Quando bem implementada, a terceirização também ajuda as organizações a acelerar a captura de sinergias ao incorporar IA e automação às operações recém-adquiridas, contando com profissionais preparados para trabalhar em ambientes orientados por IA.
Além disso, contribui para reduzir os custos e os riscos associados à transformação, utilizando ganhos operacionais para financiar iniciativas de modernização, ao mesmo tempo em que garante que os programas sejam devidamente governados, mensurados por indicadores claros e alinhados aos objetivos de negócio.
Os resultados da pesquisa com CFOs refletem essa mudança de abordagem. 65% das organizações já estão implementando ou avaliando modelos de entrega offshore ou nearshore, enquanto apenas 35% pretendem manter suas operações integralmente baseadas nos Estados Unidos.
Quase dois terços dos CFOs recorrem à terceirização
Pergunta: Como sua organização utiliza atualmente modelos de operação offshore ou nearshore como parte da estrutura da área financeira?
Fonte: CFO Survey Q2 2026 da Grant Thornton (n=232).
O nearshoring na América Latina continua ganhando espaço
São 30% dos líderes financeiros já utilizando modelos de entrega nearshore como parte de sua operação, um aumento de 11 pontos percentuais em relação ao trimestre anterior. Outros 14% estão avaliando ativamente a adoção desse modelo.
A crescente popularidade do nearshoring indica que as organizações estão priorizando não apenas a redução de custos, mas também o acesso a talentos qualificados, maior agilidade operacional, colaboração em tempo real e alinhamento cultural para apoiar atividades cada vez mais complexas. Em média, o nearshoring pode proporcionar economias de mão de obra entre 30% e 50% em comparação com operações baseadas nos Estados Unidos.
O suporte a processos mais complexos e de ponta a ponta é especialmente valioso para empresas de médio porte, que frequentemente contam com equipes mais enxutas nas áreas financeira, tecnológica e operacional do que grandes organizações. Entre os líderes financeiros de empresas com receitas entre US$ 100 milhões e US$ 1 bilhão, 43% já mantêm ou avaliam operações na América Latina.

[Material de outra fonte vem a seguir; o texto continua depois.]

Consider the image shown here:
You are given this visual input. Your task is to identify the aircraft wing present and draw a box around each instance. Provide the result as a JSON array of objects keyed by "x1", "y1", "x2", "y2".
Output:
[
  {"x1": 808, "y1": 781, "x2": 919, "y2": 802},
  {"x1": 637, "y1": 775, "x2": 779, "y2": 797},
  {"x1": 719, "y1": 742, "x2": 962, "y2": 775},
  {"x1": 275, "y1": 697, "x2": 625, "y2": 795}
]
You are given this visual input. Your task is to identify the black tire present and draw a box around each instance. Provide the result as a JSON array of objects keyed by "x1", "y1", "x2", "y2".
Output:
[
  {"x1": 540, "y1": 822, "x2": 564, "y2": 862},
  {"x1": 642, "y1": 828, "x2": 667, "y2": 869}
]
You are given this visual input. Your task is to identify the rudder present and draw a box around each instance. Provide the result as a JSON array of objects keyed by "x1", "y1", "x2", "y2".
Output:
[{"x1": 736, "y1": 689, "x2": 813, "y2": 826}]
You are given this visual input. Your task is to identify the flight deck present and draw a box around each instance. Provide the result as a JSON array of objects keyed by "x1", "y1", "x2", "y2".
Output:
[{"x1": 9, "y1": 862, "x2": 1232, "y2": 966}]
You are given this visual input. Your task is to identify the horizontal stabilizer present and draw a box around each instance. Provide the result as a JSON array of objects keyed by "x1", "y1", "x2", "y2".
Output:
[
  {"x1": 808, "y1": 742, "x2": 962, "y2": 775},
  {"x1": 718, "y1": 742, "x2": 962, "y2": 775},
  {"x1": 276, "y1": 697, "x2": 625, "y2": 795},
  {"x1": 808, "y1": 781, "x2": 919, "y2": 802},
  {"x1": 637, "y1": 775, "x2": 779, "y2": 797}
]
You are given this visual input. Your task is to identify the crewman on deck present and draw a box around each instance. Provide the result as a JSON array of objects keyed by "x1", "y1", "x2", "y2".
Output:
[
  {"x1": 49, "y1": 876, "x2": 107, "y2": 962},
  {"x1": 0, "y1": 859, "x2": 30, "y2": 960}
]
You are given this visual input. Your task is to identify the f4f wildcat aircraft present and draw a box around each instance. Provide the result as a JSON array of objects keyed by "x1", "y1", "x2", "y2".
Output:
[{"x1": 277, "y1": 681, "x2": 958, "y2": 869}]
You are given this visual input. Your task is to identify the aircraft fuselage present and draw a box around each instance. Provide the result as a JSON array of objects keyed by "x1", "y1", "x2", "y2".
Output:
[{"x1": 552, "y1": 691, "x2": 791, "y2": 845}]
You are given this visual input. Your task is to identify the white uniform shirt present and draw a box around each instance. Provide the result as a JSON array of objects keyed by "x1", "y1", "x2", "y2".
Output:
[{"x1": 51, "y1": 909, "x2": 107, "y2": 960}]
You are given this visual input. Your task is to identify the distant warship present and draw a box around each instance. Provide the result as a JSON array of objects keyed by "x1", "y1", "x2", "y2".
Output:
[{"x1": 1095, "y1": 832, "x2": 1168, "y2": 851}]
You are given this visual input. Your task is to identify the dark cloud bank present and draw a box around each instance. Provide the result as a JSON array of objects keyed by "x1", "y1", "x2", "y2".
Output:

Essas organizações utilizam modelos nearshore para acessar talentos especializados, ampliar sua capacidade de execução, acelerar iniciativas de modernização e apoiar o crescimento sem aumentar significativamente os custos fixos.
“As organizações que estão obtendo os maiores benefícios da terceirização vão além da redução de custos e fortalecem sua capacidade de execução”, afirma Keith Sayewitz, Managing Director de Business Transformation & BPO da Grant Thornton | Auxis Business Modernization and Outsourcing Services.
A captura de valor depende da capacidade de execução
À medida que as organizações buscam acelerar a criação de valor em fusões e aquisições (M&A), a efetividade de qualquer estratégia de terceirização depende da escolha de um modelo de entrega e de um parceiro alinhados aos seus objetivos de negócio.
Nem todos os fornecedores estão preparados para a velocidade e a complexidade dos ambientes de private equity e M&A. Operações de aquisição e carve-out exigem uma abordagem diferente da terceirização tradicional, demandando parceiros capazes de começar com escopo reduzido, demonstrar valor rapidamente, acelerar a execução, escalar com flexibilidade e se adaptar à medida que as prioridades evoluem.
Em última análise, à medida que a atividade de M&A aumenta, a disciplina na execução está se tornando um diferencial competitivo ainda mais importante do que a engenharia financeira por si só.